The 109th edition of the Tour de France (TDF), the world's greatest sporting event, begins July 1 and following it to learn about all the thrills and disappointments will take up the next 24 days of your life. Last year there were many surprises and records set and we are expecting this year to be just as exciting. Whether you are a long time fan of the TDF or have just discovered it, following are some tips for enjoying this year's event.
A Few Statistics on the Tour de France 2022
An event of over 100 years (109 to be exact) is full of fascinating statistics. Here are some specifics for this year’s event:
Favorite Riders to Follow
Tadej Pogacar – this Slovenian cyclist won the TDF in 2021 and 2020 and is trying for his third victory this year. He is 23 years old, the second youngest rider to ever win the Yellow Jersey of the entire race. He has won every stage race he entered this season and is considered the favorite.
Primoz Roglic – this rider came close to wining the TDF in 2021, but was forced to abandon following a crash. He has recovered and now has another opportunity to show what he can do.

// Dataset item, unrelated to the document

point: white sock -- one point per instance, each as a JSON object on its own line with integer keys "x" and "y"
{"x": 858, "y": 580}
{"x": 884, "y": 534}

Mark Cavendish - this veteran sprinter energized the race last year by tying the previous record of 34 stage wins held by Eddy Merckx and we were looking forward his breaking the record this year. But in spite of Cavendish being one of the most popular individuals in professional racing and being in good shape, his team did not put him on the roster for this year’s TDF. He is expected to sign onto a new team next year and try again for at least one stage win to break the existing record for most lifetime stage wins.
Chris Froome - the three time British winner of the TDF is back in the event this year with a stated goal of earning stage wins. He reports he is in good shape, but it will be difficult for him to compete for the overall win with this year’s tough competition. He was not a serious competitor the past two years due to injuries.
Cloud of Covid at the Tour de France
Covid has reappeared in many of the European races this year, forcing many riders who contract it to go home without racing. The latest Covid strain is very contagious which results in its spread throughout the peloton. Testing is required every two days, and if riders tests positive, they have to be able to produce a negative test a few hours before the start of a race. There are, unfortunately, false positives. It is not surprising that there is a requirement again for the wearing of masks, social distancing during interviews, and large parties and celebrations are prohibited.
Tour de France Femmes
This year will be the inaugural Tour de France Femmes, an eight-stage women's race. The men only Tour de France has thrived over a hundred years but the organization had been criticized for not offering an official women's Tour de France since the original one day women's race race called La Course was cancelled in 1989. This women's race is set to begin on the Champs-Élysées in Paris in conjunction with the final stage 21 of the men's Tour de France. Twenty-four teams are set to participate in the race this year. The Tour de France Femmes will cover 639 miles and include back-to-back mountain stages, a stage packed with gravel sectors, and four flat stages that could either end in bunch sprints or breakaway wins.
How to Learn More about the Tour de France
To watch a bike race of over 100 miles can be a long day. Broadcasters know it is hard to hold audience attention for several hours with so little action so the hosts on the show fill in the time with commentary and trivia. If you have the time you can have the live event running in the background while you do other things. A hybrid approach for keeping up to date might include viewing the final 30 minutes of a stage live or streaming and to read or listen to stage results and summaries via posts on the internet or podcasts. Highlights from stage finishes or significant events such as crashes worth viewing are usually available as short videos you can watch for free.